The constitution recognizes both religious and traditional courts. Many rural citizens had little access to formal judicial systems and relied on traditional mechanisms for resolving conflict. By law all parties to a dispute must agree to use a traditional or religious court before such a court may hear a case, and either party may appeal to a regular court at any time. Sharia (Islamic law) courts may hear religious and family cases involving Muslims if both parties agree before the start of the formal legal process to use the sharia court. Sharia courts received some funding from the government. Sharia courts adjudicated most cases in the Somali and Afar Regions, which were predominantly Muslim. Other traditional systems of justice, such as councils of elders, functioned predominantly in rural areas. Women often believed they lacked access to free and fair hearings in the traditional court system because local custom excluded them from participation in councils of elders and due to persistent gender discrimination.

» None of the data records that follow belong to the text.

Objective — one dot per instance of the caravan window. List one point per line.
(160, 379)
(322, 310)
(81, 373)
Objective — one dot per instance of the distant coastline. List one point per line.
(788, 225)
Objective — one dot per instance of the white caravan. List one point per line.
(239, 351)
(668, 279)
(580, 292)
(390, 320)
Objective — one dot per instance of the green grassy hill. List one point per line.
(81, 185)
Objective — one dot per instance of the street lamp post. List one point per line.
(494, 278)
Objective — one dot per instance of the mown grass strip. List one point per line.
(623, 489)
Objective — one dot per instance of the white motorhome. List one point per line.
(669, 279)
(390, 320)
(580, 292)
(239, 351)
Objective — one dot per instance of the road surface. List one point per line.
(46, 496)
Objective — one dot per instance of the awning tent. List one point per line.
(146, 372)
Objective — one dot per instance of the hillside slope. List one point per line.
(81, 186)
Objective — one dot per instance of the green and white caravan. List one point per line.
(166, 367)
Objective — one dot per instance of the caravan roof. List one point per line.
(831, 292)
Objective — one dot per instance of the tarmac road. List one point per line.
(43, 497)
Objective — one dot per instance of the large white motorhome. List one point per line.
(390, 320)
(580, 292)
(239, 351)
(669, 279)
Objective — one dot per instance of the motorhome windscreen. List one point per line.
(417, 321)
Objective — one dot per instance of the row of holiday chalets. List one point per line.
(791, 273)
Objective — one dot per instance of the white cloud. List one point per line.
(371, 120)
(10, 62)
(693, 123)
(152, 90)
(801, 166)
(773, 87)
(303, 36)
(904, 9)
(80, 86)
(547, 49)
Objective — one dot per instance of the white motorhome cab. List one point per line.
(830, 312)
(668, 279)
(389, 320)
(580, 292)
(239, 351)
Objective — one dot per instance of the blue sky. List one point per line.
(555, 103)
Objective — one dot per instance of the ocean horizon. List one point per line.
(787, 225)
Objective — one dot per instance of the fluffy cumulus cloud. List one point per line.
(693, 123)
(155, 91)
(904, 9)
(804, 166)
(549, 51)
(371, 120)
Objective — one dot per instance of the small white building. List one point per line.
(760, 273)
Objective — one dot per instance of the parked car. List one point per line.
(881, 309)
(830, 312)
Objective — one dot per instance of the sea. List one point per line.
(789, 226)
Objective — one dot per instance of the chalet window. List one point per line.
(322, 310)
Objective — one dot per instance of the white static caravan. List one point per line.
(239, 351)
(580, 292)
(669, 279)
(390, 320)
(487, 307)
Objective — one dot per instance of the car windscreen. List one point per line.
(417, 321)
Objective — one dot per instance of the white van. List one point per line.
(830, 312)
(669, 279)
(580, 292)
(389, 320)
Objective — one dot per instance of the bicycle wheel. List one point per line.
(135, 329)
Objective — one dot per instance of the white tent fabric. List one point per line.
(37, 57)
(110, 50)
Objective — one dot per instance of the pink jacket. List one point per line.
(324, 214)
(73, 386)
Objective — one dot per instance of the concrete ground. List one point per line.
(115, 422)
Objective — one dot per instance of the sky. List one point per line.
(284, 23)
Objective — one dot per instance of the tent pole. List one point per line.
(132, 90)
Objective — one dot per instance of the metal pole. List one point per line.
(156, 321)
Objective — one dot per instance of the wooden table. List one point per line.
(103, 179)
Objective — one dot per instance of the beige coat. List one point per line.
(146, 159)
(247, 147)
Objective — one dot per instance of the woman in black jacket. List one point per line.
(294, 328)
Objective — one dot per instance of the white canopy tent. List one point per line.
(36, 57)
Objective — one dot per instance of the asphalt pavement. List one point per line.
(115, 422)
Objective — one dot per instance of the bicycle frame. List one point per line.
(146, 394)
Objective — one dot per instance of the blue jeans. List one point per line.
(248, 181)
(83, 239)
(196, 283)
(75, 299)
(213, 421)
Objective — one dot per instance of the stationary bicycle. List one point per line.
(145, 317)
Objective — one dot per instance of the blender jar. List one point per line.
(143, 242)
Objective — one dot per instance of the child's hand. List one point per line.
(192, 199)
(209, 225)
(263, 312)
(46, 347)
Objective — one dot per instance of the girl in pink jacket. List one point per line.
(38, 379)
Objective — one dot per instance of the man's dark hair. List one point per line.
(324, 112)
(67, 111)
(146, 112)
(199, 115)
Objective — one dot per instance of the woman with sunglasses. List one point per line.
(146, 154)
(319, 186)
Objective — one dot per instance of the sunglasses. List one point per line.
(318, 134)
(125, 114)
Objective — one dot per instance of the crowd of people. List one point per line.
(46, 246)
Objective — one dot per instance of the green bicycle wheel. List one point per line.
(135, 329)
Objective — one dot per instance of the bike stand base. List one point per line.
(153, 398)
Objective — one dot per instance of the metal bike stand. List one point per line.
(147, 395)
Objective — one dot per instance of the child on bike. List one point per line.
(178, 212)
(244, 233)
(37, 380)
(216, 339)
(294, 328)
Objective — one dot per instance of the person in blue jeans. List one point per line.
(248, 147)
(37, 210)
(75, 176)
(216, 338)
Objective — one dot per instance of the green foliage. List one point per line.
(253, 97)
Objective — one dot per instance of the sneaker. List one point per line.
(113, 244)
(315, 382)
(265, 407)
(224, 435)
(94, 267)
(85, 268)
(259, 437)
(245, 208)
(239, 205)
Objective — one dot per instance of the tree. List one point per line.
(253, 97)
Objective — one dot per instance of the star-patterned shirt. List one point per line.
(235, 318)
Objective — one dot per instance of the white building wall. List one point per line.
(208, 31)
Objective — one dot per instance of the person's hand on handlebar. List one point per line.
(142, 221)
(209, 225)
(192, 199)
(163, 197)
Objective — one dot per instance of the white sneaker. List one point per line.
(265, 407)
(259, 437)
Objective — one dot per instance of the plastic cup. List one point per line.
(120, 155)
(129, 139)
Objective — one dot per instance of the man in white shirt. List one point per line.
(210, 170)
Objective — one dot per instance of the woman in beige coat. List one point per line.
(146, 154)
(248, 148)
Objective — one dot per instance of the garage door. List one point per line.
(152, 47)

Political Prisoners and Detainees
There were multiple detentions of political leaders who were released or sentenced based on criminal acts. Following the June 2020 violence caused by the killing of popular singer Hachalu Hundessa, there were approximately 40 arrests of political leaders in Oromia and their followers. In February the EHRC visited the highest profile leaders in jail. These opposition leaders were provided the same protections as other detainees. Several opposition leaders who were arrested following the killing of Hachalu Hundessa were still in detention awaiting trial at year’s end.
Civil Judicial Procedures and Remedies
The law provides citizens the right to file cases in civil court, including in cases with human rights abuses. For human rights abuses where a government agency is the accused perpetrator, the victim initiates the process by filing a complaint at the EHRC. The EHRC investigates and makes recommendations to the concerned government agency.